Profit Increase: Nedbank’s profit rose by nearly 10%, benefitting from higher interest rates.
- Bad Loans Rise: Despite the profit increase, there was a notable rise in bad loans within the banking group.
- Financial Performance: The bank’s profit for the six months ending June grew by 9% to R8.1 billion.
- Headline Earnings: Headline earnings per share (Heps), a key profit measure in South Africa, increased by 11% to 1,525c.
- Credit Loss Ratio: The credit loss ratio, a measure of bad loans, increased by 36 basis points to 121, surpassing the bank’s target range.
- Factors Impacting Bad Loans: Higher interest rates, increased inflation in food and energy, and frequent load-shedding adversely affected clients, particularly in retail and business banking.

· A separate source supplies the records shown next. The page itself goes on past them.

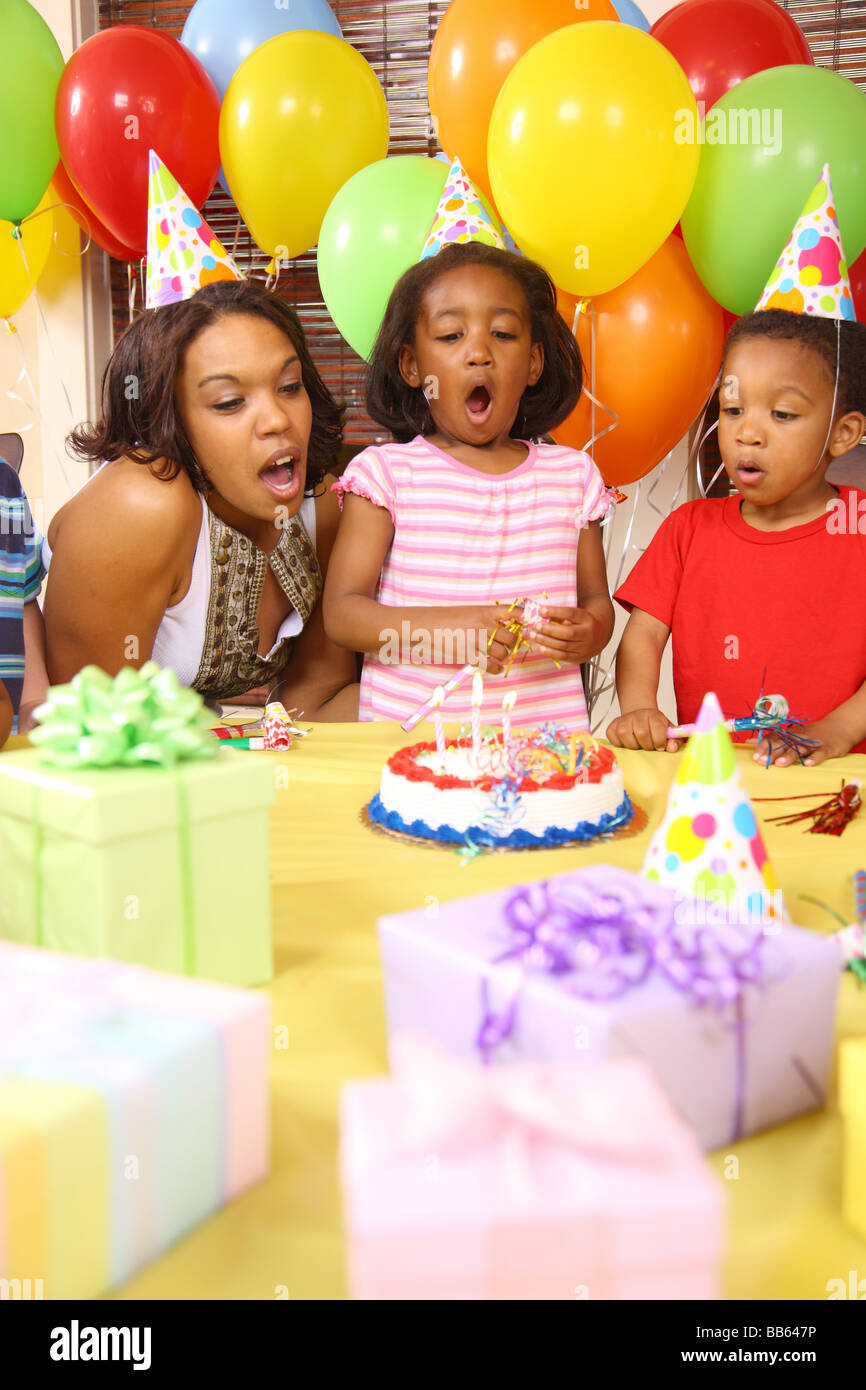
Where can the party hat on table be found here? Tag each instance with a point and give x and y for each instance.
(709, 844)
(460, 216)
(182, 252)
(811, 275)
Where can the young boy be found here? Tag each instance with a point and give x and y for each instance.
(773, 577)
(22, 670)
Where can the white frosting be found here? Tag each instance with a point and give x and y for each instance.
(464, 808)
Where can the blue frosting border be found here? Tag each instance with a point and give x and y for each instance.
(517, 840)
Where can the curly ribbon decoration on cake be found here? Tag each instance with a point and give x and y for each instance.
(138, 717)
(612, 945)
(452, 1107)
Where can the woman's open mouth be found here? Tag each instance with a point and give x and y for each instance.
(478, 405)
(282, 477)
(749, 473)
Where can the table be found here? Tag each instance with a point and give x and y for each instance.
(332, 877)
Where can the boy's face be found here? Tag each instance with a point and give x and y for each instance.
(774, 407)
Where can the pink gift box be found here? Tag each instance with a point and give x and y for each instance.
(581, 986)
(524, 1182)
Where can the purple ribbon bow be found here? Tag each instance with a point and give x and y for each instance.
(610, 943)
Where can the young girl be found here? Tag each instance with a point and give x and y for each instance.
(6, 715)
(772, 578)
(464, 512)
(205, 538)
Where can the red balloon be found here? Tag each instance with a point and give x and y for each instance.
(720, 42)
(86, 218)
(858, 287)
(124, 92)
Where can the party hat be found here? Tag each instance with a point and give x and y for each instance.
(460, 216)
(709, 845)
(182, 252)
(811, 275)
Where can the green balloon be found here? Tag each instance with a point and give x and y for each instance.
(752, 186)
(373, 231)
(32, 64)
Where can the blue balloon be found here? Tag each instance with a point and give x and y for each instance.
(223, 34)
(628, 13)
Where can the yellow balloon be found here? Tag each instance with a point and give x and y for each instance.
(302, 114)
(592, 152)
(22, 262)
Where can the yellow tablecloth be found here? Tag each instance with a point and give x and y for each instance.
(332, 879)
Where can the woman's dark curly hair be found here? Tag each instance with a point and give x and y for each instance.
(820, 335)
(403, 409)
(141, 417)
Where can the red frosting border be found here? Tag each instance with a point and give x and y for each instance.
(403, 763)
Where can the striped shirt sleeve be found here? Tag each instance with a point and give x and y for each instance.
(370, 477)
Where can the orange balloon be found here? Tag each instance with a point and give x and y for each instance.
(476, 47)
(658, 349)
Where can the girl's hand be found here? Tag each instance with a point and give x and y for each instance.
(834, 740)
(492, 640)
(566, 634)
(642, 729)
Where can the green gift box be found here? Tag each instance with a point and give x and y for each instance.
(161, 866)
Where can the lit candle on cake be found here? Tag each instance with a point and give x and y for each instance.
(477, 698)
(508, 748)
(438, 699)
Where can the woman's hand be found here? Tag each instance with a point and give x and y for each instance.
(833, 734)
(642, 729)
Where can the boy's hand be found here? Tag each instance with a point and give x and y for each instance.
(565, 634)
(492, 638)
(834, 740)
(642, 729)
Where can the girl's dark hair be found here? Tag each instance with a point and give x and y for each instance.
(820, 335)
(139, 414)
(403, 409)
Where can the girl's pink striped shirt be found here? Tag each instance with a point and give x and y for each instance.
(469, 537)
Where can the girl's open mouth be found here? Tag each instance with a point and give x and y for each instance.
(282, 477)
(478, 405)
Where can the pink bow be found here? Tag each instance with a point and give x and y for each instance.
(455, 1107)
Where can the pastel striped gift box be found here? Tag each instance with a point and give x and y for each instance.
(132, 1105)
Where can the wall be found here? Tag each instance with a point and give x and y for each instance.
(49, 364)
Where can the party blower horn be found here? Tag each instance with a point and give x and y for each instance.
(709, 845)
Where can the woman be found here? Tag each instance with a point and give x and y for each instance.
(203, 540)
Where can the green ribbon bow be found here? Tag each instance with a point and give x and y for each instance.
(141, 716)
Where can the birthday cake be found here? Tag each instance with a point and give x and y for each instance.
(551, 788)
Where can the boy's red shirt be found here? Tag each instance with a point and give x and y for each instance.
(741, 601)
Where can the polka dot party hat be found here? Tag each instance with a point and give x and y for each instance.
(709, 844)
(460, 216)
(182, 252)
(811, 275)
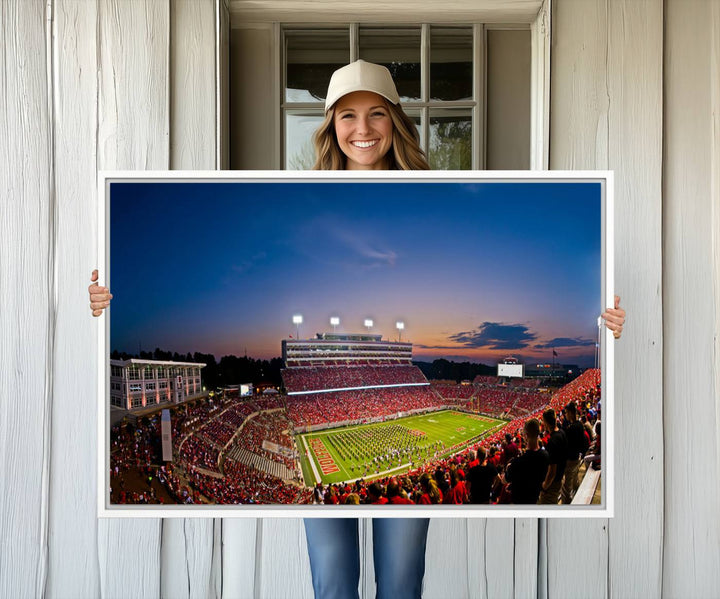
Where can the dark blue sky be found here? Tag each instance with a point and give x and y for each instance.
(476, 271)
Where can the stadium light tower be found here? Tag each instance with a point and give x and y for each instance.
(297, 321)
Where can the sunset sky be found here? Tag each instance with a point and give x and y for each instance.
(477, 271)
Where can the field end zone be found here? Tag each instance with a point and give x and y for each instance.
(323, 462)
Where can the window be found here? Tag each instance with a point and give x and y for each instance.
(438, 71)
(467, 86)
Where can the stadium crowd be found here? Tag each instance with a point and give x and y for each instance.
(361, 405)
(317, 378)
(526, 462)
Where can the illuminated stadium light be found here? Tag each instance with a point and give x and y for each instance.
(297, 321)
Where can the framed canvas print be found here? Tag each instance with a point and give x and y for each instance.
(343, 344)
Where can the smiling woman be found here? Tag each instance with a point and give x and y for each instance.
(365, 127)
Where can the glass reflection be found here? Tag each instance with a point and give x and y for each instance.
(450, 146)
(299, 149)
(451, 73)
(398, 50)
(311, 58)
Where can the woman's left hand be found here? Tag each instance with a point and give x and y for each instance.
(614, 318)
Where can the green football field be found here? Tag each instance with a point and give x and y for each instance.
(371, 450)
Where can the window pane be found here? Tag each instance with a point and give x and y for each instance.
(450, 139)
(299, 150)
(311, 57)
(399, 51)
(415, 116)
(451, 63)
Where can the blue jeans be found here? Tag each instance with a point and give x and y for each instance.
(398, 551)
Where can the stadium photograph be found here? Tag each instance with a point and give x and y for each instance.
(334, 343)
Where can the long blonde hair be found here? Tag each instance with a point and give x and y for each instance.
(405, 154)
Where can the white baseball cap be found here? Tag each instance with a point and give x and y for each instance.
(361, 76)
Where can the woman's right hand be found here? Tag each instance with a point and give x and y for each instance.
(99, 296)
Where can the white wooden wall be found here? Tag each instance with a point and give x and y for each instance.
(132, 85)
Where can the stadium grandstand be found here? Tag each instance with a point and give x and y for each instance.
(232, 449)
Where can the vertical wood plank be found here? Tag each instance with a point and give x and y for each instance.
(187, 544)
(288, 577)
(73, 561)
(239, 558)
(490, 558)
(578, 140)
(193, 85)
(691, 405)
(526, 557)
(222, 17)
(635, 49)
(133, 125)
(26, 304)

- Impairment Charge: The increase in bad loans led to a 57% rise in the group’s impairment charge, reaching R5.3 billion.
- Revenue Growth: Revenue experienced a 13% growth, reaching R33.7 billion.
- Dividend Increase: The bank’s interim dividend per share rose by 11.2% to 871c.
- Challenging Economic Environment: Nedbank foresees a challenging economic environment due to power cuts, consumer pressure from high inflation and interest rates, logistical constraints, and other factors impacting the domestic economic outlook.